There is an adult male in Warner Robins Animal Control, GA. Unfortunately Warner Robins has had a Parvo outbreak, so dogs can only be released to rescue, have to be parvo tested and then placed somewhere (quarantined) for 10-14 days for the safety of other dogs. I am trying to help a senior lab in the same shelter, also caught up in the nightmare.

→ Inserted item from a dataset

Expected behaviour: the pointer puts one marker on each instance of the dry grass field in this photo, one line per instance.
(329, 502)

If anyone can help this boy the number for Warner Robins is: 478-929-7280.


----------



## CindyM (Mar 20, 2007)

*Re: Warner Robins, GA, Male black&tan, Pet ID: 8-0243*

Stunning


----------



## melonyjhsn (Mar 8, 2007)

*Re: Warner Robins, GA, Male black&tan, Pet ID: 8-0243*

Bump for this guy. Anyone working on him? Any temp info?


----------



## rebeccakukkie (Aug 16, 2005)

*Re: Warner Robins, GA, Male black&tan, Pet ID: 8-0243*








Another gorgeous boy!!


----------



## DHau (Feb 24, 2007)

*Re: Warner Robins, GA, Male black&tan, Pet ID: 8-0243*

I live in Warner Robins. I can go check him out if needed to see what his personality is like.


----------



## rebeccakukkie (Aug 16, 2005)

*Re: Warner Robins, GA, Male black&tan, Pet ID: 8-0243*








Bump back to the spotlight!!


----------



## rebeccakukkie (Aug 16, 2005)

*Re: Warner Robins, GA, Male black&tan, Pet ID: 8-0243*

Back to the top!! Any rescue has room for this boy?


----------



## pupresq (Dec 2, 2005)

*Re: Warner Robins, GA, Male black&tan, Pet ID: 8-0243*

I understand that they're trying to be careful but as an adult dog, he's really at very little risk of parvo. He's just gorgeous and I love his smile.


----------



## melonyjhsn (Mar 8, 2007)

*Re: Warner Robins, GA, Male black&tan, Pet ID: 8-0243*

Bump!


----------



## ncgsdmom (Jun 24, 2008)

*Re: Warner Robins, GA, Male black&tan, Pet ID: 8-0243*

bump!


----------



## melonyjhsn (Mar 8, 2007)

*Re: Warner Robins, GA, Male black&tan, Pet ID: 8-0243*

http://www.petfinder.com/petnote/displaypet.cgi?petid=11449130

Petfinder link says he's up for adoption today.


----------



## Myamom (Oct 10, 2005)

*Re: Warner Robins, GA, Male black&tan, Pet ID: 8-0243*

bump


----------



## melonyjhsn (Mar 8, 2007)

*Re: Warner Robins, GA, Male black&tan, Pet ID: 8-0243*

Listing Removed.... Hope he made it out.


----------